Nous n'avons plus le temps d'attendre. C'est un sujet qui est tellement important, qui embête tellement nos concitoyens, qu’on n'a plus le temps de lambiner et de se regarder dans le blanc des yeux !
Pourquoi sur ce dossier, qui fait l'unanimité sur les bancs politiques, n'arrive-t-on pas à avancer plus rapidement ?
Parce que mon groupe parlementaire [UDI-Agir, ndlr] n'a qu'une seule journée de « niche » dans l'année pour inscrire des textes à l'ordre du jour. Ce n’est pas pour rien que 95 % des textes adoptés sont des projets de loi, qui viennent du gouvernement, et non des propositions de loi, qui viennent du Parlement.
Est-ce que ça signifie, en creux, que la majorité est réticente à légiférer ?
Non, pas du tout. C’est un texte qui a été voté en première lecture à l'unanimité. J'espère qu'il en sera de même en deuxième lecture.
Je ne tiens pas à mettre de l'huile sur le feu. Tout le monde a travaillé dans le bon sens pour cette proposition de loi, ce qui est très bien.
En 2019, la CNIL est également montée au créneau en infligeant une amende de 500 000 euros à une entreprise d’isolation ayant bafoué les droits de certaines personnes qui s’opposaient à être démarchées. Que vous a inspiré cette sanction ?
On est encore dans un cas qui est différent, mais pour moi, il faut impérativement punir sévèrement et les donneurs d'ordre, et les entreprises qui s'occupent de démarcher de manière intempestive, dès lors qu'elles ne respectent pas le cadre légal.

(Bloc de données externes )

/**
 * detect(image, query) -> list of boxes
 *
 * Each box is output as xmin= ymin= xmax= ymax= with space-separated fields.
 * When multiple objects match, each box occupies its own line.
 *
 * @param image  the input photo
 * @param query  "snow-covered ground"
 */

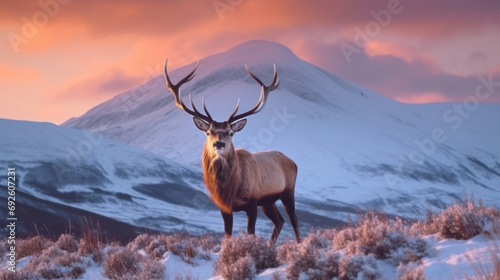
xmin=49 ymin=235 xmax=497 ymax=280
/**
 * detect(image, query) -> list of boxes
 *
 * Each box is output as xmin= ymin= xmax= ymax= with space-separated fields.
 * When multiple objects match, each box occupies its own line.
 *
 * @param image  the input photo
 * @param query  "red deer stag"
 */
xmin=163 ymin=60 xmax=300 ymax=243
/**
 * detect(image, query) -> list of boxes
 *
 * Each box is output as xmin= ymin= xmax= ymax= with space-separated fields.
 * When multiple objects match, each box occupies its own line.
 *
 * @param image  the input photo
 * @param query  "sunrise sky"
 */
xmin=1 ymin=0 xmax=499 ymax=124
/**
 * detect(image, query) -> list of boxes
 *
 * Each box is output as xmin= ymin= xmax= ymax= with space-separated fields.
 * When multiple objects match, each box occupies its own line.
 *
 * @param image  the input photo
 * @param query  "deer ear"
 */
xmin=231 ymin=119 xmax=247 ymax=132
xmin=193 ymin=117 xmax=209 ymax=132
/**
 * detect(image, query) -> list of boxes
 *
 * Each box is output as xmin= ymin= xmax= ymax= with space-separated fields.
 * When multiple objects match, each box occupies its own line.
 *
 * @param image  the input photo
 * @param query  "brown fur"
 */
xmin=202 ymin=141 xmax=240 ymax=214
xmin=201 ymin=122 xmax=297 ymax=214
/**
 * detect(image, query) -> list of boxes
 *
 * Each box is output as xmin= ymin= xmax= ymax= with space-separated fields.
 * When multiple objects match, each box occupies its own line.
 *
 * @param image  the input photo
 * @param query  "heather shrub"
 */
xmin=333 ymin=212 xmax=430 ymax=265
xmin=103 ymin=247 xmax=140 ymax=279
xmin=22 ymin=246 xmax=90 ymax=279
xmin=277 ymin=240 xmax=299 ymax=264
xmin=396 ymin=262 xmax=426 ymax=280
xmin=271 ymin=273 xmax=284 ymax=280
xmin=283 ymin=236 xmax=340 ymax=280
xmin=102 ymin=245 xmax=165 ymax=280
xmin=214 ymin=235 xmax=278 ymax=279
xmin=231 ymin=254 xmax=256 ymax=280
xmin=145 ymin=233 xmax=201 ymax=263
xmin=308 ymin=230 xmax=332 ymax=249
xmin=415 ymin=194 xmax=500 ymax=240
xmin=17 ymin=236 xmax=54 ymax=259
xmin=199 ymin=234 xmax=219 ymax=252
xmin=338 ymin=254 xmax=381 ymax=280
xmin=143 ymin=234 xmax=211 ymax=264
xmin=56 ymin=234 xmax=79 ymax=253
xmin=332 ymin=227 xmax=356 ymax=251
xmin=137 ymin=259 xmax=166 ymax=280
xmin=0 ymin=269 xmax=33 ymax=280
xmin=128 ymin=233 xmax=155 ymax=252
xmin=169 ymin=238 xmax=199 ymax=264
xmin=146 ymin=235 xmax=169 ymax=259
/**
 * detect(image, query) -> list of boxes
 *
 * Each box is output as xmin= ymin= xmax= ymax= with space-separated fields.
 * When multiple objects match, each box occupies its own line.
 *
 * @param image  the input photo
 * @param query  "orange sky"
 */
xmin=1 ymin=0 xmax=499 ymax=124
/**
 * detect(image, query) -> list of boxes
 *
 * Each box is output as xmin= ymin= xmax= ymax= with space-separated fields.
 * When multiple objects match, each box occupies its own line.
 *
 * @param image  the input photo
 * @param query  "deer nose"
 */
xmin=214 ymin=140 xmax=226 ymax=149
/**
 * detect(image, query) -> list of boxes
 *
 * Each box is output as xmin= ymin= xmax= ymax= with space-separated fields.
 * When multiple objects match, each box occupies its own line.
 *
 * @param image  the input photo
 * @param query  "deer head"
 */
xmin=163 ymin=60 xmax=279 ymax=157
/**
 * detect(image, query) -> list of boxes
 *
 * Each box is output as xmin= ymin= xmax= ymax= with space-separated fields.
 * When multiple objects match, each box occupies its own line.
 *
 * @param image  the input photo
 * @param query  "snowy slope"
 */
xmin=0 ymin=118 xmax=221 ymax=236
xmin=63 ymin=40 xmax=500 ymax=220
xmin=1 ymin=118 xmax=343 ymax=238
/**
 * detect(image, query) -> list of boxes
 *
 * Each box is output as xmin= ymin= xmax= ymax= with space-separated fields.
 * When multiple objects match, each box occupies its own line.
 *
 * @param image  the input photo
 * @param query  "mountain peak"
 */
xmin=201 ymin=40 xmax=300 ymax=68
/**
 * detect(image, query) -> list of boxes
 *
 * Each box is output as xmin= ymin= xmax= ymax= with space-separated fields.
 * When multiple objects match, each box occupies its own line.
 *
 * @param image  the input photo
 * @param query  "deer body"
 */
xmin=204 ymin=147 xmax=297 ymax=211
xmin=164 ymin=60 xmax=300 ymax=243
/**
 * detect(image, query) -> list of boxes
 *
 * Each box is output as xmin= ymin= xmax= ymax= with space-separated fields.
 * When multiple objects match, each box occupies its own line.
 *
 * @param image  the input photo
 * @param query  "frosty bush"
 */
xmin=338 ymin=254 xmax=381 ymax=280
xmin=103 ymin=246 xmax=165 ymax=280
xmin=137 ymin=259 xmax=166 ymax=280
xmin=17 ymin=235 xmax=54 ymax=259
xmin=232 ymin=254 xmax=256 ymax=280
xmin=414 ymin=194 xmax=500 ymax=240
xmin=200 ymin=234 xmax=219 ymax=252
xmin=144 ymin=233 xmax=202 ymax=263
xmin=332 ymin=212 xmax=430 ymax=265
xmin=396 ymin=262 xmax=426 ymax=280
xmin=169 ymin=237 xmax=199 ymax=264
xmin=283 ymin=236 xmax=339 ymax=280
xmin=146 ymin=235 xmax=169 ymax=259
xmin=56 ymin=234 xmax=79 ymax=253
xmin=0 ymin=269 xmax=33 ymax=280
xmin=128 ymin=233 xmax=155 ymax=252
xmin=103 ymin=247 xmax=140 ymax=279
xmin=214 ymin=235 xmax=278 ymax=279
xmin=22 ymin=246 xmax=90 ymax=279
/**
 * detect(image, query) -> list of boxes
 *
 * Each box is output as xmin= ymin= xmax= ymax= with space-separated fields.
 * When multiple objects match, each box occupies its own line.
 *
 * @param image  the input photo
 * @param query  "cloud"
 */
xmin=364 ymin=41 xmax=432 ymax=64
xmin=294 ymin=39 xmax=500 ymax=103
xmin=52 ymin=68 xmax=143 ymax=101
xmin=1 ymin=0 xmax=499 ymax=123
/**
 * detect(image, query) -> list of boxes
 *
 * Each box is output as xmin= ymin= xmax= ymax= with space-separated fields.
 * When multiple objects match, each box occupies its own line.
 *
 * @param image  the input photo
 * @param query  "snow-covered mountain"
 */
xmin=63 ymin=40 xmax=500 ymax=221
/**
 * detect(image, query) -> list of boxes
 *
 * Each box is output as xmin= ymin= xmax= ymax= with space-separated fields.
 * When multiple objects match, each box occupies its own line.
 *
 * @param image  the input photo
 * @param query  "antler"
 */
xmin=164 ymin=59 xmax=213 ymax=123
xmin=227 ymin=64 xmax=279 ymax=123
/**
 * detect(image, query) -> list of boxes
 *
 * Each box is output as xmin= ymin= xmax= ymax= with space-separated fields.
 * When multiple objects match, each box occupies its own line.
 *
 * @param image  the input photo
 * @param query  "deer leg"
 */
xmin=261 ymin=203 xmax=285 ymax=244
xmin=281 ymin=192 xmax=301 ymax=243
xmin=220 ymin=210 xmax=233 ymax=237
xmin=245 ymin=202 xmax=257 ymax=235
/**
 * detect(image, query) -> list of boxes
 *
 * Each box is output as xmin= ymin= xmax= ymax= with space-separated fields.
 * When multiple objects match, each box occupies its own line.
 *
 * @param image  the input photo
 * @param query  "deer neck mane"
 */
xmin=202 ymin=143 xmax=240 ymax=214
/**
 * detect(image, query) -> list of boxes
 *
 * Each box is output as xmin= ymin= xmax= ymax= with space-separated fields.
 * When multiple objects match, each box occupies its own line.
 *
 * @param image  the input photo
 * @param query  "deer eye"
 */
xmin=206 ymin=132 xmax=211 ymax=136
xmin=229 ymin=132 xmax=234 ymax=137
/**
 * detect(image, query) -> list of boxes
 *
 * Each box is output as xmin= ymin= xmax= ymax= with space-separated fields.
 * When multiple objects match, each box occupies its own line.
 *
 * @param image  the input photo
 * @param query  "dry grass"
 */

Grâce à cette proposition de loi, le cadre légal va être grandement renforcé, sécurisé et rendu même presque plus strict qu’avec de l'opt-in. Après, se pose la question des moyens. Aujourd'hui, c'est la DGCCRF qui contrôle. Or ils n'ont pas des moyens énormes... Dès lors que les décrets d'application seront sortis, le but sera double : augmenter les contrôles, et voir dans quels cas on peut demander à l'Arcep de jouer aussi un rôle.